Spectral karyotyping (SKY) is a cytogenetic technique developed to display and identify the aberrations that can’t be detected by conventional banding technique on all 24 humans chromosomes at one time. By the simultaneous hybridization of multiple chromosome painting probes, each tagged with a specific fluorochrome or fluorochrome combination, it allows the visualization of individual chromosomes in metaphase ells and the identification of both numerical and structural chromosomal aberrations in human pathology with high sensitivity and specificity. 

The color emission of chromosomes is determined by the combination of painting probes and fluorescent dyes; new colors can be developed by extracting a pair of different fluorescent dyes from among the five types of fluorescent dyes (spectrum orange, Texas red, Cy5, spectrum green, Cy5.5) and mixing each pair together. Theoretically 31 types of colors can be created from five types of fluorescent dyes; in reality however it is only possible to use 24 different distinguishable colors because some fluorescence has a wavelength similar to others within the infrared spectrum.

The complete procedure for SKY involves several steps and usually requires about one week time:

• metaphase cells’ slides are prepared after treatment with colcemid
• slides are treated with pepsin to remove the cytoplasm
• samples are incubated together with probes and they are both denatured to allow hybridization
• samples are analyzed: hybridization signals are captured using a fluorescent microscope equipped with a special CCD camera and  image processing software.Color and inverted DAPI images of individual chromosomes are shown before the chromosomal sorting; after sorting, chromosomes are presented in the "classification" table.

This technique attributes a different color tones at each chromosome, making it possible to identify:

• chromosome rearrangements involving the whole or a portion of a chromosome(s)
• translocations involving two or more chromosomes
• marker chromosomes not resolvable by G-band karyotype analysis

A total of 20–50 cells are examined to interpret the overall chromosomal abnormalities: two or more cells with the same pattern of chromosomal aberration are considered a clonal abnormality. 

SKY provides the advantage of easy visual interpretation when analyzing results, but it is not possible to evaluate structural abnormalities, such as inversion, deletion, insertion, and duplication in the same chromosome, because they are shown with the same color.  In addition, the resolution limit of detection of approximately 1–2 Mb makes it impossible to detect smaller abnormalities. Therefore, in order to verify the site of chromosomal breakage, it is usually necessary to use SKY beforehand in combination with G-banding or high-resolution chromosome banding, instead of using SKY alone to macroscopically observe the banding patterns.
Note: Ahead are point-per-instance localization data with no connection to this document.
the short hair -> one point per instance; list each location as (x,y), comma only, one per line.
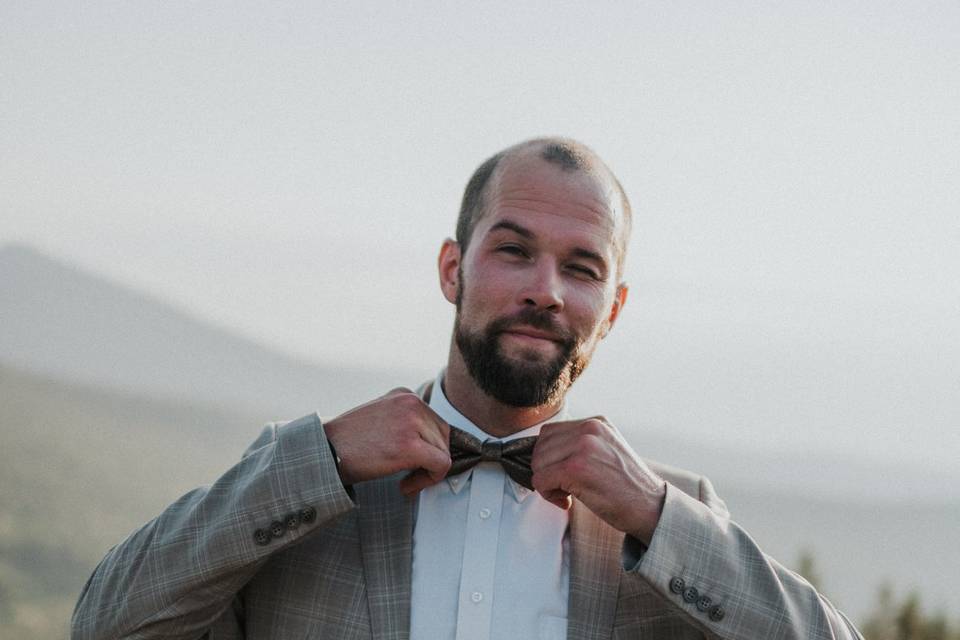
(567,154)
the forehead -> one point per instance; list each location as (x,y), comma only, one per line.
(532,191)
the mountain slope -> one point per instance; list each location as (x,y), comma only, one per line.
(65,322)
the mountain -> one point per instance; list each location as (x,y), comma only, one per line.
(66,322)
(82,467)
(79,469)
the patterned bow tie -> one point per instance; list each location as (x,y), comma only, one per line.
(514,455)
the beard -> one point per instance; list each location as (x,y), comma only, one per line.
(531,379)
Fig. 1 - Chromosome analysis on Trisomy 11/22 using SKY technique.

3D FISH

Fluorescence in situ hybridization on three-dimensionally preserved nuclei (3D-FISH) in combination with 3D-microscopy and image reconstruction allows visualization of chromosome territories (CT), chromosome subregions, single genes, and RNA transcripts preserving their spatial positions in the cell nucleus. In many cases it is used in combination with immunocytochemistry to analyze the functional organization of the interphase nucleus, mapping DNA/RNA and protein targets in the same cell. 
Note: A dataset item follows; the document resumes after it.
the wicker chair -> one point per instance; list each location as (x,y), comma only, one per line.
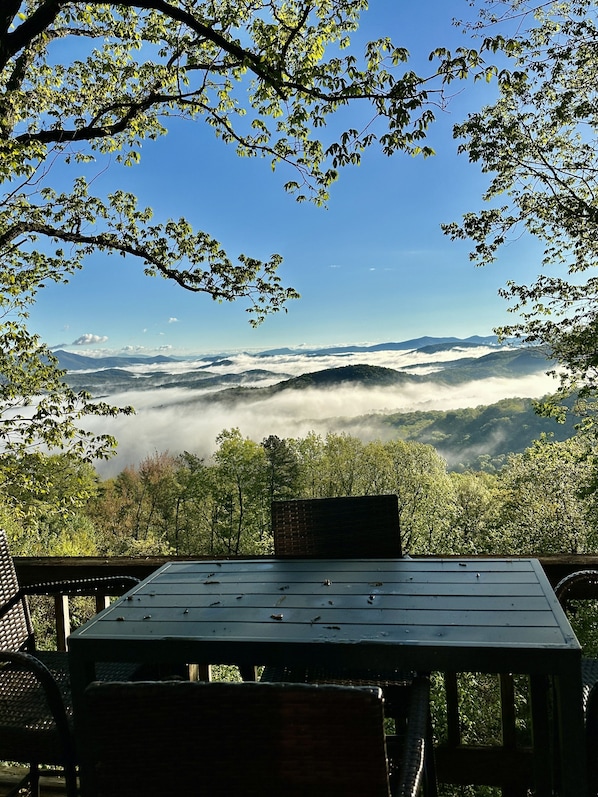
(248,739)
(35,700)
(583,585)
(353,527)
However, this combinatorial procedure has to be performed extremely carefully because some steps of the FISH protocol may interfere with immunostaining, making it unsuccessful. 

In comparison with FISH on metaphase chromosomes, FISH on 3D-preserved nuclei requires special demands with regard to probe quality, fixation, and pretreatment steps of cells in order to achieve two goals: namely the best possible preservation of the nuclear structure and at the same time an efficient nuclear DNA accessibility for probes.
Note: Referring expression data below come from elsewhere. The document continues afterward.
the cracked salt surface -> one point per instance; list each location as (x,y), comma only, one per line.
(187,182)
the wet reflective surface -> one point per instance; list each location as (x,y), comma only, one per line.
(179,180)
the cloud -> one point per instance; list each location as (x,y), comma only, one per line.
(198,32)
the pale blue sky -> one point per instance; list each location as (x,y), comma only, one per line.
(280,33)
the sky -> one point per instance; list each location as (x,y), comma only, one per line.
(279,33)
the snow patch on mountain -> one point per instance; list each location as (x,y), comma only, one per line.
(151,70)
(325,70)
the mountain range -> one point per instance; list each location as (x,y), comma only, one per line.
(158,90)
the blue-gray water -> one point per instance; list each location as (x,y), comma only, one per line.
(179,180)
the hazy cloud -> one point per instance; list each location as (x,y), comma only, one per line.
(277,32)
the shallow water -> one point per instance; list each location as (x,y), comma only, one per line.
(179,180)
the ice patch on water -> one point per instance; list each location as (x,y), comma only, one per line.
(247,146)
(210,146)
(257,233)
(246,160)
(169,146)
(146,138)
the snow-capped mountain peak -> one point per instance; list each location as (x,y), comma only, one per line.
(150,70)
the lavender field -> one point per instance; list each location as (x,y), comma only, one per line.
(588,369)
Probe labeling, hybridization, and post-hybridization steps are basically the same as for FISH on metaphase chromosomes:

• DNA probes are generated via different possible methods and are coupled with a fluorescent dye
• cells of interest are fixed to slides and permeabilized
• cellular DNA and directly labeled probes are then denatured together and hybridized overnight in a light-tight humidified chamber. The time depends on the number of layers used for detection. The choice of the detection scheme depends on several factors: the number fluorochromes used for probe labeling, the color of nuclear counter stain and  the microscopic setup available.
• samples are washed, counterstained with DAPI and coverslips are mounted. An appropriate counterstaining is always necessary to test for preservation of normal nuclear morphology after FISH and to select well-preserved nuclei for the further analysis. 
• an appropriate microscopy method (preferably confocal microscopy) is required for the analysis. A DNA peak at 260 nm is observed with a second peak corresponding to the absorbance wavelength of the fluorophore the probe is labeled with: probes with good incorporation have absorbance peaks of similar height or higher than the DNA peaks. Probes with a more than 2-fold higher fluorophore peak than DNA typically contain unconjugated dye that may cause background in the analysis.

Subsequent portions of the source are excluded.